7.6. Für die wettbewerbs- und warenzeichenrechtliche Zulässigkeit und Eintragungsfähigkeit der Arbeiten haftet Molinx nicht.

7.7. Beanstandungen offensichtlicher Mängel sind innerhalb von 14 Tagen nach Ablieferung des Werks schriftlich bei Molinx geltend zu machen. Alle anderen Mängel verjähren in einem Jahr nach Abnahme des Werkes.

8. Gestaltungsfreiheit und Vorlagen

8.1. Im Rahmen des Auftrags besteht Gestaltungsfreiheit. Reklamationen hinsichtlich der künstlerischen Gestaltung sind ausgeschlossen. Wünscht der Auftraggeber während oder nach der Produktion Änderungen, so hat er die Mehrkosten zu tragen. Molinx behält den Vergütungsanspruch für bereits begonnene Arbeiten. Statt Wandlung/Minderung behält sich Molinx vor, zunächst höchstens zwei Nachbesserungen zu erbringen.

8.2. Verzögert sich die Durchführung des Auftrags aus Gründen, die der Auftraggeber zu vertreten hat, so kann Molinx eine angemessene Erhöhung der Vergütung verlangen. Bei Vorsatz oder grober Fahrlässigkeit kann Molinx auch Schadenersatzansprüche geltend machen.

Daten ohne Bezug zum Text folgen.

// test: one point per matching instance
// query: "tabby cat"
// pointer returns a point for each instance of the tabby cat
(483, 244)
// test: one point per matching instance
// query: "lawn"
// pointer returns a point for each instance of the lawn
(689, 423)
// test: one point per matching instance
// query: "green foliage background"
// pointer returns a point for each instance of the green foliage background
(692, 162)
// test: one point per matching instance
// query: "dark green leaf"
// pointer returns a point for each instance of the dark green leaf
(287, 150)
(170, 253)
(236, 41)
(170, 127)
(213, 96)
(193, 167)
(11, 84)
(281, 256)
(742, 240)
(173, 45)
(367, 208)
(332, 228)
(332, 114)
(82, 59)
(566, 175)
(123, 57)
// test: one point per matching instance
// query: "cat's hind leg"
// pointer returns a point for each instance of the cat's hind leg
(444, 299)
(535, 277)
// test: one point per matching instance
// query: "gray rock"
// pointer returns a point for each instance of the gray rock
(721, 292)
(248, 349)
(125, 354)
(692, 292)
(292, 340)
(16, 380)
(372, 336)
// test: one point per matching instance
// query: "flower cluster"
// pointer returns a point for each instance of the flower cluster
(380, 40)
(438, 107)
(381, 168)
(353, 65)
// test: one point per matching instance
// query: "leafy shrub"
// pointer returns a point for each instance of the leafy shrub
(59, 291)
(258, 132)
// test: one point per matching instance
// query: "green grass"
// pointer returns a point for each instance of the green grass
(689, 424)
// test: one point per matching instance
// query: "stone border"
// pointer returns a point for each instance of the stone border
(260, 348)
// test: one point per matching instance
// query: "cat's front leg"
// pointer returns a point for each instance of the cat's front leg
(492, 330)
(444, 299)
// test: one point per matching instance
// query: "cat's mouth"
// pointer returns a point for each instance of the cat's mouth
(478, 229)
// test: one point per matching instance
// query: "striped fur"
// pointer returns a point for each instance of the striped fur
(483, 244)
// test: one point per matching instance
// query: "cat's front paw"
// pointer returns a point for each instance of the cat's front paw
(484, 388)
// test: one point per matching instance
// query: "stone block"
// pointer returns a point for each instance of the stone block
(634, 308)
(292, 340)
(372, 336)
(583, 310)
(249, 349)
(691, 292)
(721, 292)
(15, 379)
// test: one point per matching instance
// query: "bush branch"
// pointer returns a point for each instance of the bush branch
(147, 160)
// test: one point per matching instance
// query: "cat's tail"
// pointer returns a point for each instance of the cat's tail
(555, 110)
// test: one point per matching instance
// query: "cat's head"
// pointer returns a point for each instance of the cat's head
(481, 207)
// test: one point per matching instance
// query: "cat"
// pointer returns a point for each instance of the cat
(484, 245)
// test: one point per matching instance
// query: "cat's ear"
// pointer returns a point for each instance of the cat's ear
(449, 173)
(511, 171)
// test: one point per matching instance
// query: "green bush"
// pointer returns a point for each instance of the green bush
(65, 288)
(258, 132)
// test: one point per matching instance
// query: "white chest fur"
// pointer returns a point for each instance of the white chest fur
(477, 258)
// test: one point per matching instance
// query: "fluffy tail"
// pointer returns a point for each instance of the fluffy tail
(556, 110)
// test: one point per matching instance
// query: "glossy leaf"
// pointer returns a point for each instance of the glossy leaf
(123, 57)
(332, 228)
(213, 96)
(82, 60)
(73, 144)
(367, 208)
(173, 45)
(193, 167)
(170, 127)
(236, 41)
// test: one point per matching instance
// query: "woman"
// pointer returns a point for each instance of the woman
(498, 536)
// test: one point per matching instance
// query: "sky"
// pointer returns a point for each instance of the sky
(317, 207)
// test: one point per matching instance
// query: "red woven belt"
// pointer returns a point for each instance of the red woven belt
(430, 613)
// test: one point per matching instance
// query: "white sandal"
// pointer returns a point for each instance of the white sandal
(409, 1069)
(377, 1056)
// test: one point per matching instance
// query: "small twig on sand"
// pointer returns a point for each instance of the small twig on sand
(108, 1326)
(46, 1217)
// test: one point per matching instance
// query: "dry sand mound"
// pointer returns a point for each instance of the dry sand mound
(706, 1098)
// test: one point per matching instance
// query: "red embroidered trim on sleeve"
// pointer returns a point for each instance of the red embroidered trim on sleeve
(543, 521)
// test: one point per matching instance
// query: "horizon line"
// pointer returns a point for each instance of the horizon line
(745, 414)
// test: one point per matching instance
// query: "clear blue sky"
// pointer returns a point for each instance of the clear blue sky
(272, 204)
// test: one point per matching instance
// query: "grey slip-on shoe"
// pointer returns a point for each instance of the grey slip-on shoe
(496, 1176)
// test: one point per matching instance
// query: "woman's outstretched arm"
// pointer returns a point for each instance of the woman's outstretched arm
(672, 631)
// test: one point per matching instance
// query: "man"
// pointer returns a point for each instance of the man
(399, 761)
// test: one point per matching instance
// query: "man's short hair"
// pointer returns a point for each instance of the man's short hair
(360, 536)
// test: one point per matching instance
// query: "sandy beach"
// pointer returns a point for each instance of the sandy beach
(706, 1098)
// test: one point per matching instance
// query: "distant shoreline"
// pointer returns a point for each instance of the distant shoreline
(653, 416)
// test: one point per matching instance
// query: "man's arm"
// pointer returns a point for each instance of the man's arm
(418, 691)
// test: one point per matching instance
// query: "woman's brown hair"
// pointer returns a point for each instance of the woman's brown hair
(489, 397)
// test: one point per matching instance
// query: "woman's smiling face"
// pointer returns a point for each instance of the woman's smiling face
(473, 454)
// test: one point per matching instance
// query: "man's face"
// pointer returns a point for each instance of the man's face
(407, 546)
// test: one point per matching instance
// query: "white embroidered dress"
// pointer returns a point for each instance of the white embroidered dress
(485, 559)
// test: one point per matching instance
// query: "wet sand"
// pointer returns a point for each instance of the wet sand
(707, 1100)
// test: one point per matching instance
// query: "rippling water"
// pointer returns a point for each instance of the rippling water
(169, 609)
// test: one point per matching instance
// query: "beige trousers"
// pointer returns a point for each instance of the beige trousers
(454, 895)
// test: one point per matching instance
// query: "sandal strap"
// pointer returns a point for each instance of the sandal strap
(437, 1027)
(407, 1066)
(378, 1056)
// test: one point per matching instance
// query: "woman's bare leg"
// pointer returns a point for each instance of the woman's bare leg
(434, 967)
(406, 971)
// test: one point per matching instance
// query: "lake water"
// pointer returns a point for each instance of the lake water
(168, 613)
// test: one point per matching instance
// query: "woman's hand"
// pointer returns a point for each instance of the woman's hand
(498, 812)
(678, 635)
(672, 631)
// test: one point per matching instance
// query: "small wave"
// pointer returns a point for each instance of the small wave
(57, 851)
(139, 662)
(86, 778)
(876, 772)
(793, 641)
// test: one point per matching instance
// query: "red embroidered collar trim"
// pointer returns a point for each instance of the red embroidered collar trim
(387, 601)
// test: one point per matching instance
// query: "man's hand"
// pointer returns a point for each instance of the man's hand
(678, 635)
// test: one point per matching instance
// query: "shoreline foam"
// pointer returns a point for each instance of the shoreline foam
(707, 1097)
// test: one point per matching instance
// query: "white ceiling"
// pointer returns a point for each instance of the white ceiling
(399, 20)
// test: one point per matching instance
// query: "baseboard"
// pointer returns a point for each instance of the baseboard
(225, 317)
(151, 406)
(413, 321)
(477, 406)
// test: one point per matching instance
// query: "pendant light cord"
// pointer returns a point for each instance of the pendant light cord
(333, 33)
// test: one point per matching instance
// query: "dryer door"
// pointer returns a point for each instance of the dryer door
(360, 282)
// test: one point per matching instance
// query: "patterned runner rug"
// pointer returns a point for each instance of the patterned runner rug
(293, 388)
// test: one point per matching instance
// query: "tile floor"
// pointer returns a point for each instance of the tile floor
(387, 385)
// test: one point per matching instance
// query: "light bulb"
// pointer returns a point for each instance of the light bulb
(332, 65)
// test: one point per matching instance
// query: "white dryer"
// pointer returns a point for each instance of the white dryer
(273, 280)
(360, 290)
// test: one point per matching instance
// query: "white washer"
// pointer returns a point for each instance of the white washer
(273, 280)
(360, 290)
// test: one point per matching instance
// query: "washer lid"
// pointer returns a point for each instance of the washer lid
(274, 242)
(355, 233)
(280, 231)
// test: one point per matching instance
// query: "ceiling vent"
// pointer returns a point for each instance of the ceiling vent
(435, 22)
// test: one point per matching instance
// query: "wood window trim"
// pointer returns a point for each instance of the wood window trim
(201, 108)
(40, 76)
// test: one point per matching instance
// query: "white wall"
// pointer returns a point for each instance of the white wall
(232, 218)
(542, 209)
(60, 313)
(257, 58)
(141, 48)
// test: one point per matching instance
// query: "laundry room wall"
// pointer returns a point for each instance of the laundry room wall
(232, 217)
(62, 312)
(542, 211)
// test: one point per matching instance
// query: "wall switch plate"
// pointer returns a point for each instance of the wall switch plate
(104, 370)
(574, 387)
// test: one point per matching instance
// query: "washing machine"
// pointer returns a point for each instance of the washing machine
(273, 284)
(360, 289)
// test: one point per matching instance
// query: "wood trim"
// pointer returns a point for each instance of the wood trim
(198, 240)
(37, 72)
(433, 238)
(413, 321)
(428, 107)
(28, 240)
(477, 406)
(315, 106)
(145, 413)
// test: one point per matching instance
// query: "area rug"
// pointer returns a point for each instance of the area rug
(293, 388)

Die Geltendmachung eines weitergehenden Verzugsschadens bleibt davon unberührt.

8.3. Der Auftraggeber versichert, dass er zur Verwendung aller Molinx übergebenen Vorlagen berechtigt ist. Sollte er entgegen dieser Versicherung nicht zur Verwendung berechtigt sein, stellt der Auftraggeber Molinx von allen Ersatzansprüchen Dritter frei.

9. Schlussbestimmungen

9.1. Erfüllungsort ist Magdeburg.

9.2. Die Unwirksamkeit einer der vorstehenden Bedingungen berührt die Geltung der übrigen Bestimmungen nicht.

9.3. Es gilt das Recht der Bundesrepublik Deutschland.